Yes. In bit we have extensions that are installed dynamically. We are in big trouble if this won't work. If this won't be fixed then we either need a way to clear the cache or to hook into require and add our own fix. For now, I was able to add a workaround by hooking into the require function using the fix suggested by @DavidWeiss2.
You do support dynamic imports. Even with esm you support await import(), so it feels counter intuitive that this wouldn't work.
Dynamic requires/imports are for a non-static specifier imo, not for a non-static module map.
This stopped working in Node.js v7.1.0. The last working version is Node.js v6.17.1
This is unfortunately ancient and hardly a regression at this point.
I guess the use case you want to support was never "supported" by Node.js - there were no tests to cover it. It just "worked" because Node.js is exceptionally malleable and folks could do all sorts of things with it. Unfortunately, ESM removed some of that flexibility.
What you want to achieve could be easily implemented for ESM dependencies using loader hooks. What you miss is an implementation for this for CJS, would you like to contribute it? cc @GeoffreyBooth
@mcollina I'd love to submit a fix for this, with guidance. Is a new API needed to clear this cache or can we hook on require.cache some how?
@matthewp I'm not that familiar with the commonjs loader to guide you, but I'll be very happy to review any intermediate step before marking the PR ready. I'm also happy to jump on a call.
There's several caches in the CJS loader, how do people feel about a require.clearCache() (bikeshed) or similar method to clear them all?
There's several caches in the CJS loader, how do people feel about a require.clearCache() (bikeshed) or similar method to clear them all?
My only opinion on that front would be "rather import {clearRequireCache} from 'nodejs:module';", hanging non-local things on require is always a bit confusing. EDIT: Overall, a function to reset the cache SGTM. But I'll say that it may become confusing with ESM if people expect it to also work there.

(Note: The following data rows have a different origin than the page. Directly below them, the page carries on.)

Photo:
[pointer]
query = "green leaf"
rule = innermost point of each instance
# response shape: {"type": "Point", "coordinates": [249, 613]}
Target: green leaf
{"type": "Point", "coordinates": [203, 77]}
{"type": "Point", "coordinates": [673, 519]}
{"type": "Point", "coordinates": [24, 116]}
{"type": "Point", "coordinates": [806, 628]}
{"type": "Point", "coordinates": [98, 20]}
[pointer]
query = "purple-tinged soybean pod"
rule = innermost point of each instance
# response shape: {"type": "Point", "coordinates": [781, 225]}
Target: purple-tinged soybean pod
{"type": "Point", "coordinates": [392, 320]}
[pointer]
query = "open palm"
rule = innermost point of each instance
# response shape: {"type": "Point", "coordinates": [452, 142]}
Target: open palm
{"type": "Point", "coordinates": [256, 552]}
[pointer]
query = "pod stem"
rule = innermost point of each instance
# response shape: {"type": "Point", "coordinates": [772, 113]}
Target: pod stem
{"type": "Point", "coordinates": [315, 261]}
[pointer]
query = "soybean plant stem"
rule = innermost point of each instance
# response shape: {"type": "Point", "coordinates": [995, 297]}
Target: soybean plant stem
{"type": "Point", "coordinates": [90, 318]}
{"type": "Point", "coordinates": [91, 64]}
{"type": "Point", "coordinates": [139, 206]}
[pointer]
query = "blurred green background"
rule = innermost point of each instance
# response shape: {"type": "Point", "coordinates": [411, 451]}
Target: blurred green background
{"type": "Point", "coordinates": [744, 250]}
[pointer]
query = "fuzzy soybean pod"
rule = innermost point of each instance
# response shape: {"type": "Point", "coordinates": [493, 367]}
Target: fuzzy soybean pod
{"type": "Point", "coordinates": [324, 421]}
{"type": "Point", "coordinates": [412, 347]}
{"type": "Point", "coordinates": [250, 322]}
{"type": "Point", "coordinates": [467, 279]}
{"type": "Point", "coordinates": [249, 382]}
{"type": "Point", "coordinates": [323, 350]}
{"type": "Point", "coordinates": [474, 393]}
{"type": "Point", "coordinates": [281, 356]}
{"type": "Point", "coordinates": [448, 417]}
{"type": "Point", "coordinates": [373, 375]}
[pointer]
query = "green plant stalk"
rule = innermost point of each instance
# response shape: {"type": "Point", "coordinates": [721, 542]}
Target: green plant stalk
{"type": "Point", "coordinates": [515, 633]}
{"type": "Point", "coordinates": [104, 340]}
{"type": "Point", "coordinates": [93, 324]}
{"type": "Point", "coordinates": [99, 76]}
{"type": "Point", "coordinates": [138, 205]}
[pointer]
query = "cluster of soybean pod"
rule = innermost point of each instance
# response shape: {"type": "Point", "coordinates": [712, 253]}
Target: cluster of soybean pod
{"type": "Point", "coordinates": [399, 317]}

@matthewp Feel free to take my code from https://github.com/nodejs/node/pull/31921 and rebase it/copy it over the changed loader code. Happy to answer any questions about it.
I have hesitations about this. We can’t and possibly won’t ever be able to clear the ESM cache, because the modules are loaded into V8 and V8 doesn’t provide an ability to unload them as far as I know. The CommonJS and ESM caches overlap somewhat, if I remember correctly; I think this “package.json cache” is something that’s shared between the two loaders. It feels like it would be problematic to be able to clear the package.json metadata from our cache for a module that’s in V8 and can’t be removed. At the very least it would introduce extra complexity to both loaders, potentially limiting the performance optimizations that could be achieved, and the use case doesn’t feel very compelling to me to accept those future limitations.
Another way to solve the original problem is to create a tool that analyzes the Node application to be run, tracing all the require and import statements the way bundlers do, assembling a list of all such calls; and try to dynamically require or import them, assembling a list of any calls that fail. Then run npm install or yarn install or whatever to install all the missing dependencies. There probably already exists a tool to find all the dependencies of a Node app, since I know there are tools that analyze apps to tell you of any dependencies that are missing from your package.json; such a library could be extended upon to achieve what you’re looking for here. Anyway once this command-line tool is built, simply run it before running the Node app, and you will have achieved the same result.